La où ça me pose problème, c'est que quand je lis, moi j'imagine la scène. Donc les personnages. Et je fais comment, moi, si je connais juste leurs âges et leur sexe, hein?
Une seule solution: j'invente. Je décide arbitrairement de la gueule d'Antoine: il est chauve avec de petites lunettes.
Sophie est vietnamienne, Audrey black et Mathias a les cheveux bruns et une barbe de trois jours.
Mais attention je peux aussi inverser et imaginer qu'Antoine ressemble à Brad Pitt, Mathias à Denzel Washington ou à Chow Yun Fat ou Jackie Chan, etc.
C'est donc une histoire avec des personnages universels, une histoire dont vous êtes le co-auteur. C'est cool, non?
Inutile de vous dire que l'immersion est complètement bousillée par ce fait, en effet devoir réinventer le physique de chaque personnage à chaque fois coûte un petit effort intellectuel qui vous fait sortir du bouquin.
Mais malheureusement ce n'est pas la seule chose qui vous en fait sortir. Le style lapidaire de l'auteur rend chaque action un peu lointaine, éthérée. Je ne suis pas parvenu à vraiment me plonger dans cette histoire. Elle me paraissait un peu fausse, pas assez réelle.

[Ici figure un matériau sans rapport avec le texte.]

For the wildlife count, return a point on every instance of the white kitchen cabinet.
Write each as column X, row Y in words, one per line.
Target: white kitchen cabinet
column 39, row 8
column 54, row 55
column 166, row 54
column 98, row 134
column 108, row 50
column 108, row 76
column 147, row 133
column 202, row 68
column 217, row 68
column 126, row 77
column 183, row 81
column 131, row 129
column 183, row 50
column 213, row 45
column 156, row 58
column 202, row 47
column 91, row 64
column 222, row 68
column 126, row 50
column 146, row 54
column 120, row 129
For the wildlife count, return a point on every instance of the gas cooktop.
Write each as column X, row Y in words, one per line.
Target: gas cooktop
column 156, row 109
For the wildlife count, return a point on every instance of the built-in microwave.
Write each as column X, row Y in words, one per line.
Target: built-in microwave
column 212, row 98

De plus l'auteur a la désagréable habitude de changer de personnages tout le temps. (Avec les fameuses trois *) Cela hache donc le récit, lui donnant une impression de superficialité. En plus ce n'est pas toujours pertinent. Certes on a l'impression que c'est vivant, mais bon, on a aucune, quasiment, introspection des personnages. Leurs psychologies et leurs pensées sont survolées. Sauf pour John le vieux et riche libraire, qui est un des seuls personnages potables.
Car pour les autres...
La majorité des personnages sont désespérément stupides...
Antoine n'est pas capable de voir qu'il "joue les Cyrano" depuis un bon bout de temps. Mais bon on lui pardonnera. Sinon il se fait berner par des gamins en CM2, et n'est pas même capable de se souvenir que "sa" à la place de "ça" c'est une faute typiquement enfantine que même Mathias serait incapable de faire.

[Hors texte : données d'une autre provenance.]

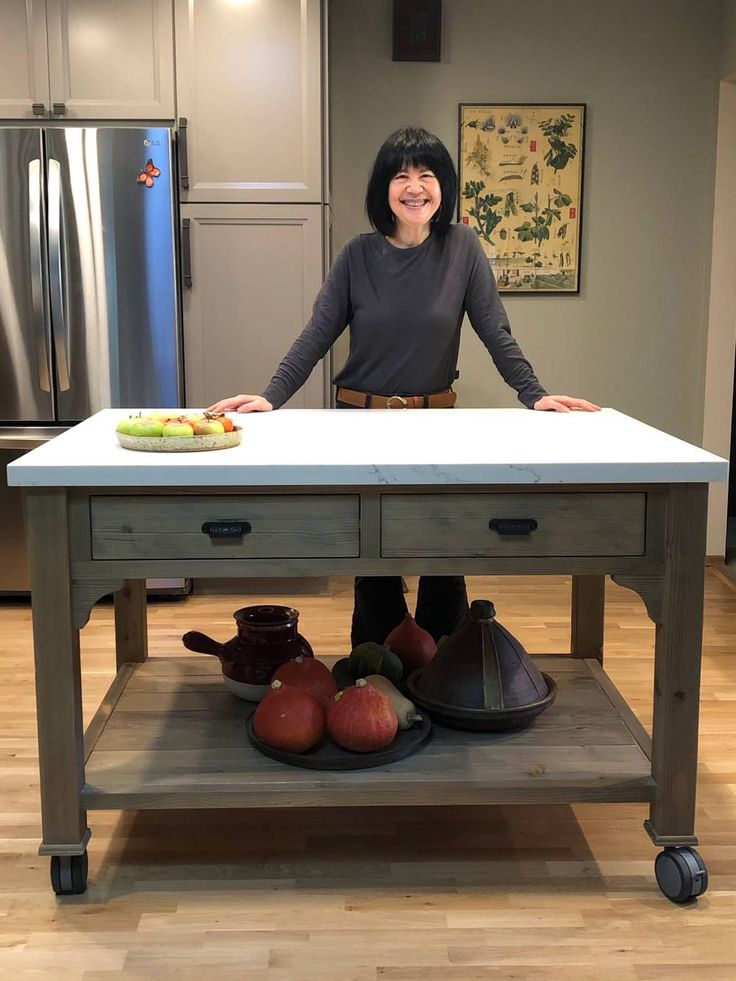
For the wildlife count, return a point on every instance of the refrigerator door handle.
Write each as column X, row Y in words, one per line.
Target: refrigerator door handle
column 56, row 289
column 35, row 234
column 186, row 252
column 183, row 155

Je dis pas que c'est invraisemblable je dis juste qu'il est naïf, voire un peu con. En tout cas il réussit à se faire entuber par Mathias qui, lui, a vraiment du mal à aligner deux idées cohérentes.
Exemples:
-Bon déjà pour aménager en Angleterre en ne parlant pas un mot d'anglais, il faut être un peu désespéré...
-Ensuite, il croise une femme (la fameuse Audrey) dans une école en allant à une réunion parents profs, et comme elle lui dit que la réunion est terminée, son esprit malade en déduit que c'est elle la maitresse... Ca aurait pu être une mère d'élèves, mais non il fallait que ce soit la maitresse. Puis bon c'est logique, une institutrice ça achète un Lagarde et Michard sur le XVIIIe. (Oui j'ai envie de hurler, la, ce type ne prend jamais la peine de réfléchir.)
Il dine avec elle, après avoir sauvé un gamin alors qu'il a lui même le vertige. Et après pris de remords- il sort quand même avec la maitresse du fils de son meilleur pote- il lui écrit une lettre de rupture et la donne au dit fils.
Mais il la revoit le soir même, et est tout surpris en arrivant chez lui de découvrir que ce n'est pas la maitresse... Mais il n'a pas pensé un instant avant que si elle lui parle c'est qu'elle n'a pas reçu son mot de rupture et donc que ce n'est pas la maitresse... CQFD.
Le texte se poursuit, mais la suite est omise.